A voz de Deus sempre foi um incômodo a ser vencido na aspereza quotidiana da secura espiritual de todos os tempos. Também na sociedade contemporânea, na qual o materialismo enche cada vez mais a vida das pessoas, tornando-as vazias de Deus, a voz divina parece estar sufocada pelo barulho dissonante do consumismo exagerado das vozes do mundo, o que não permite que os apelos divinos à penitência e à conversão encontrem ecos dentro da consciência perturbada do homem moderno, que só escuta o próprio eu e as aspirações mais danosas à tranquilidade de seu espírito. Na verdade, o pecado do povo de Israel, de abandono e desprezo às leis divinas e ao comportamento digno dos eleitos de Deus, demonstra-se sempre o mesmo em todos os tempos e em todas as civilizações. De fato, o desespero da busca frenética pela felicidade sem Deus, é o contexto mais trágico e pernicioso no qual o homem se debate, sem sucesso, quando pensa poder desvencilhar-se daquele que é a razão de seu ser, de sua existência, de sua vida, com tudo aquilo que ela pode proporcionar-lhe na moldura temporal de todas as suas vicissitudes e possibilidades de realização. Somente quando o homem descobrir que a sua nobreza é consequência da grandeza radical de sua total dependência à soberania divina – que tudo criou e preserva com sabedoria surpreendente e inovadora – é que ele poderá descansar em paz seu espírito de busca impaciente e até perturbadora. Enquanto mais estiver longe de Deus, mais agitado será o espírito do homem que vagueia pelo deserto interior sem encontrar o oásis necessário às “verdes pastagens” que somente o Bom Pastor pode assegurar-lhe e oferecer-lhe, de modo definitivo e eterno. 

É difícil aproximar-se de Jesus sem permitir que ele mude o coração e transforme a vida das pessoas.

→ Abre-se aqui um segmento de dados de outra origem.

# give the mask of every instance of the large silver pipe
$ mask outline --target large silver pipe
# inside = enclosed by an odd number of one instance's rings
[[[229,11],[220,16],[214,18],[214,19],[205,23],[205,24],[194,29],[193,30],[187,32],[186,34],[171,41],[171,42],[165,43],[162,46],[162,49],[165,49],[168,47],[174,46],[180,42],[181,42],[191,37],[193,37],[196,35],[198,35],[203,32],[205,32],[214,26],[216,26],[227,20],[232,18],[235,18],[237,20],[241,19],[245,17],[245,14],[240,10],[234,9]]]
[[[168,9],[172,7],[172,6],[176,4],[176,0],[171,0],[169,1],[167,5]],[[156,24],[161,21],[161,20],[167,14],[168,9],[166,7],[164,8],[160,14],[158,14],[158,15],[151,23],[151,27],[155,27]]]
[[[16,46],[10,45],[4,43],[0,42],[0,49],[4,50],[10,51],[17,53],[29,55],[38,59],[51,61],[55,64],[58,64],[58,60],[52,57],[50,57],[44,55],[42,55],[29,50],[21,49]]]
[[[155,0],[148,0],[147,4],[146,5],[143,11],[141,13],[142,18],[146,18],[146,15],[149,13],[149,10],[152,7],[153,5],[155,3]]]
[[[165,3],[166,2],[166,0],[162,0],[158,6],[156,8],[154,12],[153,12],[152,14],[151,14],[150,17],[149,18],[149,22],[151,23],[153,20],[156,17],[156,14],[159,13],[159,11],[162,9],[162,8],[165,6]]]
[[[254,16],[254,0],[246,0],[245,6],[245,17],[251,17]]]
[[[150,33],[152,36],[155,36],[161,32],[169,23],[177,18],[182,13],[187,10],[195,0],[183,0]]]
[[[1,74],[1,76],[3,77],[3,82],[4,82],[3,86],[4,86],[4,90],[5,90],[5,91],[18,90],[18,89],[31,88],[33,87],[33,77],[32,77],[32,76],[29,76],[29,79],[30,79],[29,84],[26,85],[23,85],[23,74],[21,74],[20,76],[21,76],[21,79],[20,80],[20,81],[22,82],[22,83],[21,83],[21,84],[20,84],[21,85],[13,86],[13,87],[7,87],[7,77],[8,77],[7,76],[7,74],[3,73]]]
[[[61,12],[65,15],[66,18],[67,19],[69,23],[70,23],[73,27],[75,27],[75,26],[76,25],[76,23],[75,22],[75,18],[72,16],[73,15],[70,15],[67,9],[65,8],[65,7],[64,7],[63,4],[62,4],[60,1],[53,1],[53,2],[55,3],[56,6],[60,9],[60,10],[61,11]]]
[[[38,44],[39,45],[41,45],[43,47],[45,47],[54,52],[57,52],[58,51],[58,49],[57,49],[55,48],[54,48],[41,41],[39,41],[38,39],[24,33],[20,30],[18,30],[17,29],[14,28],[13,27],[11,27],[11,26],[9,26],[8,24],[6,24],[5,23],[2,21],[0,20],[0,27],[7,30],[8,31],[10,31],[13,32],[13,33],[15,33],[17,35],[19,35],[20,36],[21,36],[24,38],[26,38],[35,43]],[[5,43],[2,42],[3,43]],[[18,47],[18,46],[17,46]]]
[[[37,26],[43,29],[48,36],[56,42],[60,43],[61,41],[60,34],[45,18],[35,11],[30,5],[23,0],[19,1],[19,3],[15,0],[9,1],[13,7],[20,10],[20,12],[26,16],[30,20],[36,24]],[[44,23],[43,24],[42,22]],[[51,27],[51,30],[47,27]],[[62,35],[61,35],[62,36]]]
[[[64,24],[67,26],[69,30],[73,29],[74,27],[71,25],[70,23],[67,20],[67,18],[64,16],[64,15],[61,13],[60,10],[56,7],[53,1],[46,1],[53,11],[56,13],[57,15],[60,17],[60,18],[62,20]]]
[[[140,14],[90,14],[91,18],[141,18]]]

Esse é um dos traços psicológicos e espirituais de sua divindade, isto é, o de tornar divinos os que lhe dão acesso livre aos rebordos mais íntimos e ocultos de sua personalidade. Indubitavelmente, quando o coração de Deus se derrama sobre o coração do homem, submetido às graças sobrenaturais de seu Criador, tudo se modifica de maneira totalmente nova. As trevas se transformam em luz, a cegueira do pecado na visão da graça, as imperfeições humanas na plenitude do próprio Deus, Santo e Perfeito. Todavia, para que isso aconteça de modo satisfatório, é preciso que o esforço humano diante da bondade de Cristo colabore e corresponda aos próprios anseios depositados no coração de Deus que procura o homem sem jamais se cansar. E é, justamente, o que Cristo faz quando vê o povo perdido e desorientado nas aflições que tanto o machucam e o ferem, sobretudo, por causa da frieza e da indiferença de seus iguais. Se Deus se aproxima de nossa humanidade, querendo resgatá-la do abismo da sofreguidão e do sofrimento em que ela se encontra mergulhada, é porque também deseja que nos ajudemos uns ao outros dentro dos limites que nos são permitidos superá-los. Deus é bom conosco para que nos tornemos melhores com nossos irmãos. Deus cuida de nós, a fim de que também cuidemos uns dos outros. Trata-se, na verdade, do mandamento do amor que solicita à generosidade de cada um o toque fraterno da caridade que desconhece restrições e condicionamentos. 

Se o amor incondicional do pastor pelas ovelhas nos escandaliza, é porque ainda não entendemos ou fingimos não entender a atitude de Cristo que assinalou, com o seu próprio sangue, a carne viva de sua pessoa, quando assumiu, concretamente, “que não há maior amor do que aquele que dá a vida pelos seus amigos”. Somente o amor puro de Deus é capaz de ver além de todas as necessidades humanas, satisfeitas na contraluz da pessoa do Verbo, que se fez igual a nós em tudo, exceto, no pecado.